As for compression scheme, in zpool v13, we can select different algorithms for compression. lzjb is the fastest available but gzip is better compression-wise so pjd recommends using lzjb on things like /usr/obj where speed is more interesting than actual compression ratio.

I have not done any benchmarking yet on this pool-wide compression. It may be too slow to use the default gzip compression (-6), please feel free to experiment there. You may wish to only enable compression on selected filesets (aka file-system for ZFS)
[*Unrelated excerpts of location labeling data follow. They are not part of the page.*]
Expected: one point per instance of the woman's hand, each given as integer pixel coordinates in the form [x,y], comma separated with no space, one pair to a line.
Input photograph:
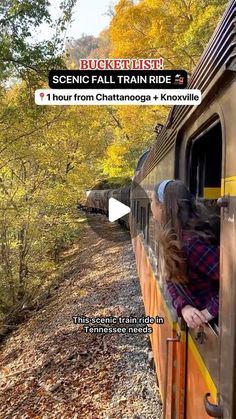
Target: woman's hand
[206,313]
[193,316]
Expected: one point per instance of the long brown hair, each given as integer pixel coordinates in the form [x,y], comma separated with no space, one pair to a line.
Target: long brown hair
[180,214]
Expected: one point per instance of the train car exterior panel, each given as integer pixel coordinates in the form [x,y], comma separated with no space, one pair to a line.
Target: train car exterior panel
[170,364]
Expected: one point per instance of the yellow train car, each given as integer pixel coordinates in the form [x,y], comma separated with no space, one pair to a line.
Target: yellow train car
[196,373]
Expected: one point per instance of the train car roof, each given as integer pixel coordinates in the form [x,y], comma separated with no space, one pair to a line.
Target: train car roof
[218,57]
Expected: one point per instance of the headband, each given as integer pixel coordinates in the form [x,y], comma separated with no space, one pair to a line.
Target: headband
[161,189]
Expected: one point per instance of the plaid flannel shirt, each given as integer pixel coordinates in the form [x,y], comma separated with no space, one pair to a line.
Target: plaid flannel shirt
[202,289]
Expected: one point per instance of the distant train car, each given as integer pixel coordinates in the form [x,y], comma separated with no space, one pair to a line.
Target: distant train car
[197,145]
[97,201]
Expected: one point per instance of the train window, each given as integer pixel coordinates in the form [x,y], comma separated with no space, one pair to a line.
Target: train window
[204,163]
[143,222]
[204,171]
[148,223]
[137,212]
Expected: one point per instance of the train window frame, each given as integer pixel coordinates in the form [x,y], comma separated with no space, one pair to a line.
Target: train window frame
[137,212]
[203,140]
[196,139]
[148,222]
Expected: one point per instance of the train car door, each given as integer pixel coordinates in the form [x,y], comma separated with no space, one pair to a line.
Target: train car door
[204,169]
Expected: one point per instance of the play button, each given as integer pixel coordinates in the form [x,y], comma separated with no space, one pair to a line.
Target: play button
[116,209]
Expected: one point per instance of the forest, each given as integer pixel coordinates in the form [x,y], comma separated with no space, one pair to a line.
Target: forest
[49,156]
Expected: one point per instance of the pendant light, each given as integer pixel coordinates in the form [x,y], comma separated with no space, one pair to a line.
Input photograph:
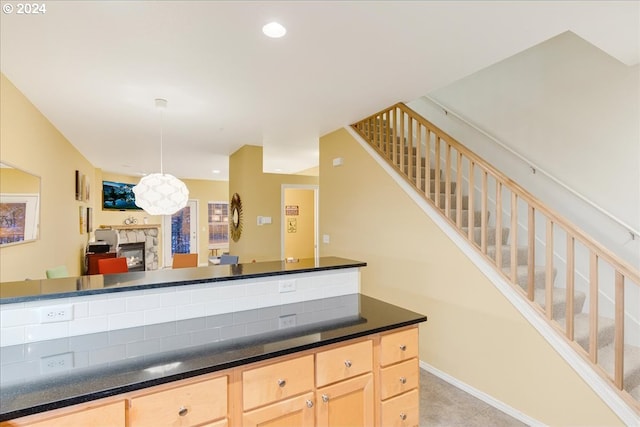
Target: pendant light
[161,193]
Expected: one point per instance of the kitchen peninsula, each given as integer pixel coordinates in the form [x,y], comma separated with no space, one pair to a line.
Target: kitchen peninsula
[308,341]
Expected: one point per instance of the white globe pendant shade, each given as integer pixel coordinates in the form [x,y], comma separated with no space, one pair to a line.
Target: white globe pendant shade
[161,194]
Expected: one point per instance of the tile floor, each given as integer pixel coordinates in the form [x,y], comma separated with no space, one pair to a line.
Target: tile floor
[443,405]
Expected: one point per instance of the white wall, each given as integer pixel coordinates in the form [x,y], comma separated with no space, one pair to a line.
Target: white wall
[574,112]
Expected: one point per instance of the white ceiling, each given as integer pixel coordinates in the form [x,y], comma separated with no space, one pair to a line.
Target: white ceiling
[94,68]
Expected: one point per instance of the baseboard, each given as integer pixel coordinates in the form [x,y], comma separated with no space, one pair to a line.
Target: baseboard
[489,400]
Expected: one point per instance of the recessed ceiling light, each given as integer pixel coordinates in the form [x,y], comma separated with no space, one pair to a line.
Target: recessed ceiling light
[274,30]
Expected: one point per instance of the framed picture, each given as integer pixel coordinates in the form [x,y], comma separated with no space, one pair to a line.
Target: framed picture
[78,187]
[89,220]
[18,217]
[82,217]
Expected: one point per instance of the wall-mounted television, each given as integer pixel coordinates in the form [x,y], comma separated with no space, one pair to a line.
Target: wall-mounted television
[118,196]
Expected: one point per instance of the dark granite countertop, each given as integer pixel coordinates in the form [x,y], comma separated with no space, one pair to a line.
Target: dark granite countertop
[30,290]
[110,363]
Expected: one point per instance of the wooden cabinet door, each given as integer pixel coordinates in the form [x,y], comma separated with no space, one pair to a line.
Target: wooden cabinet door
[297,411]
[347,403]
[110,415]
[186,405]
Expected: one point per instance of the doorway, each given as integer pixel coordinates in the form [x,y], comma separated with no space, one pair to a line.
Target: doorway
[180,232]
[299,221]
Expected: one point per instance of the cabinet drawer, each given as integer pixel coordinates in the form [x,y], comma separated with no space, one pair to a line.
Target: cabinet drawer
[397,379]
[399,346]
[297,411]
[277,381]
[186,405]
[401,411]
[343,362]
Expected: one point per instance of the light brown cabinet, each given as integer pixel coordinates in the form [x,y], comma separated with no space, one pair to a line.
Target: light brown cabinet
[399,379]
[186,405]
[97,414]
[370,381]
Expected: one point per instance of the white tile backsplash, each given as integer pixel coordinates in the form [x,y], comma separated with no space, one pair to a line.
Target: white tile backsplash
[20,322]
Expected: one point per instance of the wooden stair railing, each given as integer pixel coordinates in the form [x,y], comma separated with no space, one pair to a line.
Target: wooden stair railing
[525,243]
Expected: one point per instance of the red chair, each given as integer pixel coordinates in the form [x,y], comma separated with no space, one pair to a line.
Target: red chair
[112,265]
[185,260]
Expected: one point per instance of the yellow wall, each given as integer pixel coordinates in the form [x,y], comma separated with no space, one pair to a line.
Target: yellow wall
[206,191]
[299,235]
[473,333]
[29,141]
[261,195]
[16,181]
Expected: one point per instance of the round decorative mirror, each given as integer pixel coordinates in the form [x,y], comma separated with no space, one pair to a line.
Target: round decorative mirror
[235,226]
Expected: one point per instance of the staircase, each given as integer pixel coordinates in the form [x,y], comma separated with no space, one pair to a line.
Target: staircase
[578,286]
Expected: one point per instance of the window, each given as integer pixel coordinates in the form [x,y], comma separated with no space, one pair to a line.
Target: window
[218,224]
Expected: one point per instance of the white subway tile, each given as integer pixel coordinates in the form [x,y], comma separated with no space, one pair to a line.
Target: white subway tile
[12,336]
[23,317]
[160,315]
[88,325]
[46,331]
[143,302]
[126,320]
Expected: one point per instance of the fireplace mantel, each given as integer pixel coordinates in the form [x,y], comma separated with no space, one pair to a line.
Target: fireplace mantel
[131,226]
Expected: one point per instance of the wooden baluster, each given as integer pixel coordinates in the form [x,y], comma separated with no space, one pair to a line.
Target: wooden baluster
[498,243]
[470,213]
[410,149]
[514,237]
[459,191]
[447,179]
[593,306]
[548,281]
[483,213]
[618,371]
[419,158]
[531,254]
[436,162]
[571,265]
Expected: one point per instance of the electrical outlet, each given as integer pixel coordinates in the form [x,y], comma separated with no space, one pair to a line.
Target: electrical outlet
[56,363]
[288,321]
[58,313]
[287,286]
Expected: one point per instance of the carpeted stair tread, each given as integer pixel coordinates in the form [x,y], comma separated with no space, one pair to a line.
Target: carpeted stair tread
[522,275]
[491,235]
[631,375]
[521,259]
[581,328]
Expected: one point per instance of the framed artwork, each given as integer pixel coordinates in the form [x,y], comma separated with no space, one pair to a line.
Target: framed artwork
[18,217]
[78,186]
[89,220]
[82,217]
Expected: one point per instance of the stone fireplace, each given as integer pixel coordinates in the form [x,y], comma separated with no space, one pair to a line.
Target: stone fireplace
[148,234]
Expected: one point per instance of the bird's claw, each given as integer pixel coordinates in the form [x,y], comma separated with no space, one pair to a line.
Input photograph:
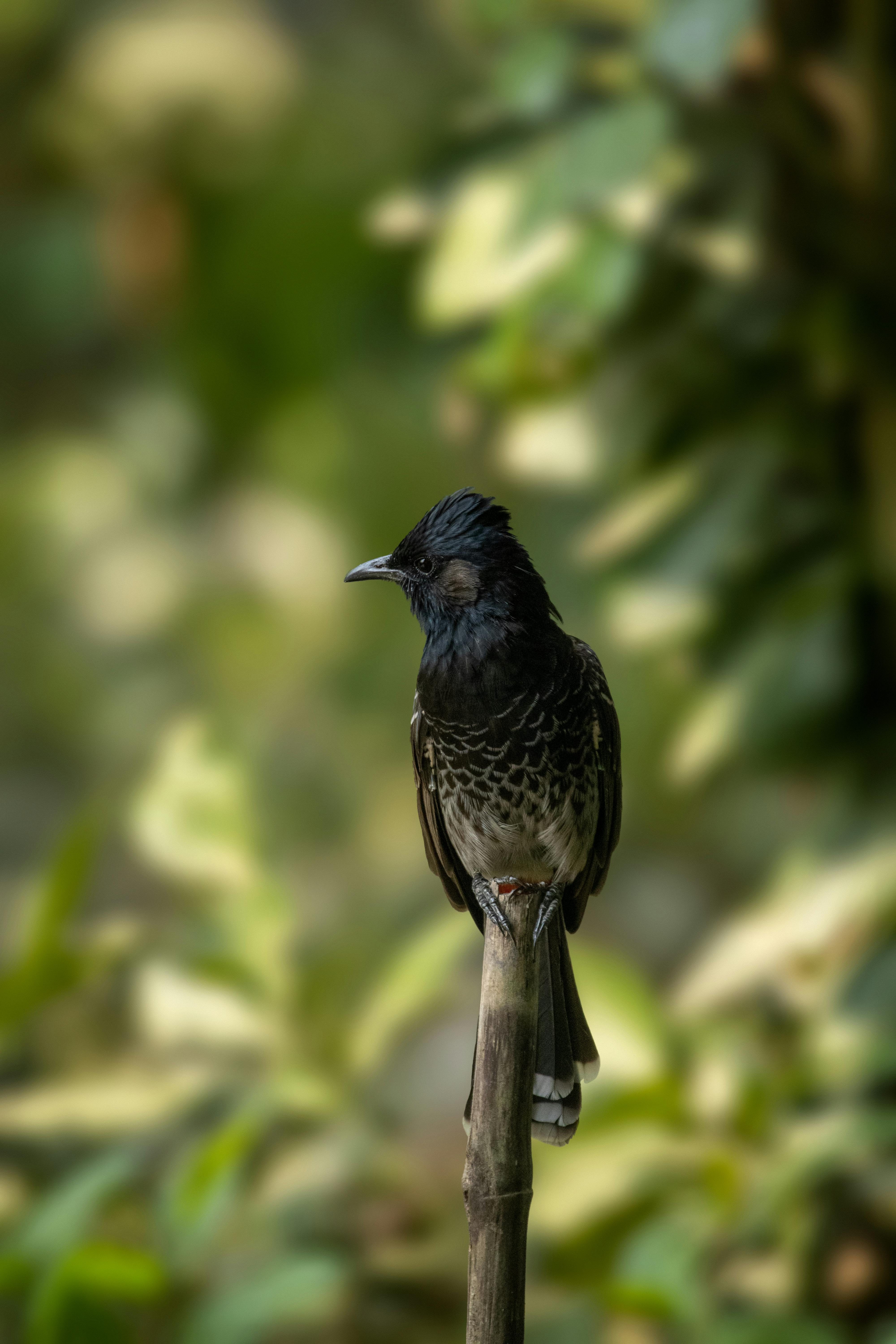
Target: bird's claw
[549,902]
[485,892]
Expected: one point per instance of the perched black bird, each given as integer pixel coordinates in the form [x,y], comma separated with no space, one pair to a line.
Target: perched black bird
[516,759]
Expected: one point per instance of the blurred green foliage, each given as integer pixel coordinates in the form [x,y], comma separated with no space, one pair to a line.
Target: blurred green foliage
[272,283]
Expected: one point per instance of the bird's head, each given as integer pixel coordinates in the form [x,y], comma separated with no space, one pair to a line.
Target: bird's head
[463,562]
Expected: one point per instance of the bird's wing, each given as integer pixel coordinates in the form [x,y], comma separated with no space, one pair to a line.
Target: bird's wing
[440,851]
[606,741]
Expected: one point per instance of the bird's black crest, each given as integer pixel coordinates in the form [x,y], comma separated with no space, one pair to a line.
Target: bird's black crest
[459,522]
[475,529]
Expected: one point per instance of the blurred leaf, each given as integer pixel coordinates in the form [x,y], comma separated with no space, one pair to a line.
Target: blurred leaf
[103,1107]
[45,966]
[203,1186]
[477,263]
[109,1271]
[639,517]
[528,80]
[625,1018]
[598,1177]
[774,1330]
[191,819]
[594,157]
[659,1271]
[813,907]
[66,1306]
[65,1214]
[694,41]
[413,984]
[602,276]
[292,1292]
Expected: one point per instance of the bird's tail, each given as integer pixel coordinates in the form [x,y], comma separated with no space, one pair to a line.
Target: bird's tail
[565,1053]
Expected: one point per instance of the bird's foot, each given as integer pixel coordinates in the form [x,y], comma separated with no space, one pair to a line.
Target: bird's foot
[487,892]
[549,902]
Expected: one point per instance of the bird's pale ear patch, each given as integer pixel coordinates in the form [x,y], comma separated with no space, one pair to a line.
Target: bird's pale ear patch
[460,583]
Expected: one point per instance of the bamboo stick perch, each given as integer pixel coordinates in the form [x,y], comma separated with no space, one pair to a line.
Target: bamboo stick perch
[498,1175]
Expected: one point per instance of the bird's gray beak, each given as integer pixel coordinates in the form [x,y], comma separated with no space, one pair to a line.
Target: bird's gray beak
[378,569]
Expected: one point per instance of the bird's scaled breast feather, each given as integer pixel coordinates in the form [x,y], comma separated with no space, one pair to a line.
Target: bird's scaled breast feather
[440,853]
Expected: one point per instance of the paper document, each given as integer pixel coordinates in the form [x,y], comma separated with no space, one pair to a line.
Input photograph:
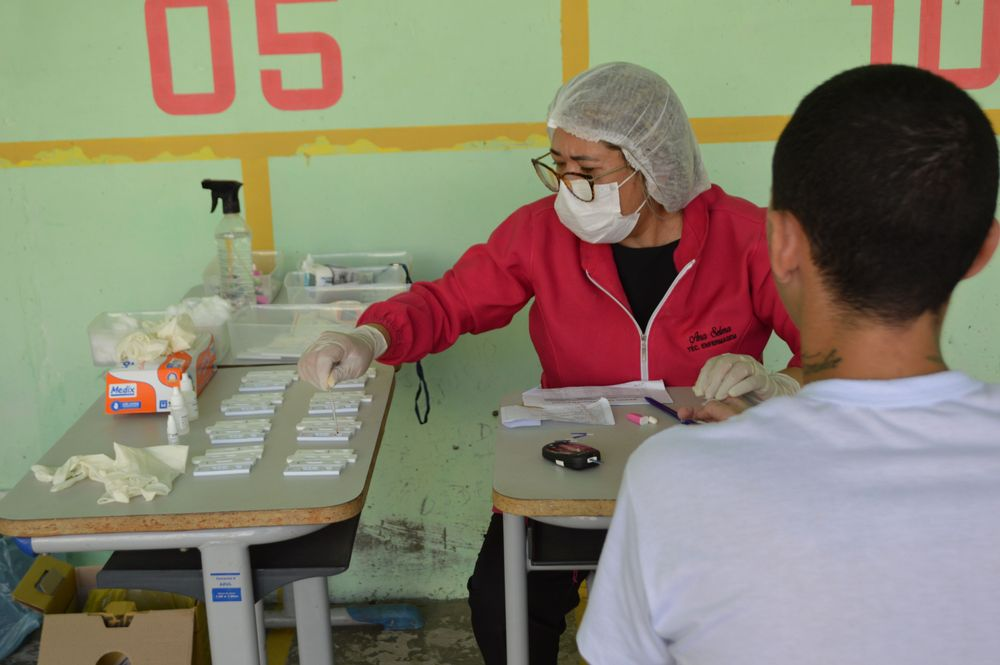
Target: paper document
[633,392]
[596,412]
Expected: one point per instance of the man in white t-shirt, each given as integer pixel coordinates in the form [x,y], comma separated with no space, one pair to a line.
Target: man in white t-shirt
[857,522]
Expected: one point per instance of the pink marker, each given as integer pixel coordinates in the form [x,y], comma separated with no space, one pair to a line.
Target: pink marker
[638,419]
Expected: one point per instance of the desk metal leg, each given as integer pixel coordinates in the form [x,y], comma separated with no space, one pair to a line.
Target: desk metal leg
[258,610]
[229,603]
[515,573]
[312,621]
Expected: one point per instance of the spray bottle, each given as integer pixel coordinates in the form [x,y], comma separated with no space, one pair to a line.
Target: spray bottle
[232,239]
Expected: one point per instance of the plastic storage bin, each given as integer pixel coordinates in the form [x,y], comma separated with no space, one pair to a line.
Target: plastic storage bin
[108,328]
[362,276]
[283,332]
[269,263]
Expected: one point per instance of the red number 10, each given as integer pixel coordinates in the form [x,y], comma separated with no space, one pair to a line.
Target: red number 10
[270,42]
[929,55]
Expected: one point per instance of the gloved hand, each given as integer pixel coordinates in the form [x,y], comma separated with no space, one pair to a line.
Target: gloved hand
[341,356]
[733,374]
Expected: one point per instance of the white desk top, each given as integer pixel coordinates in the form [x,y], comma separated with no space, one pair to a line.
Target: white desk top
[524,483]
[263,498]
We will also change the checksum algorithm from the default fletcher2 to the newer fletcher4. Performance difference is apparently negligeable but should be more robust.

zfs set compression=gzip tank
zfs set checksum=fletcher4 tank
zfs create -o compression=off tank/root
zfs create -o mountpoint=/tank/root/usr tank/usr
zfs create -o mountpoint=/tank/root/usr/obj -o compression=lzjb tank/usr/obj
zfs create -o mountpoint=/tank/root/var tank/var
zfs create -o mountpoint=/tank/root/var/tmp -o compression=lzjb  tank/var/tmp
chmod 1777 /tank/root/var/tmp
zfs create -o mountpoint=/tank/root/tmp -o compression=lzjb  tank/tmp
chmod 1777 /tank/root/tmp

The reason why I create a separate /usr fileset is that I want to have different policies for compression, atime property, snapshots and all that.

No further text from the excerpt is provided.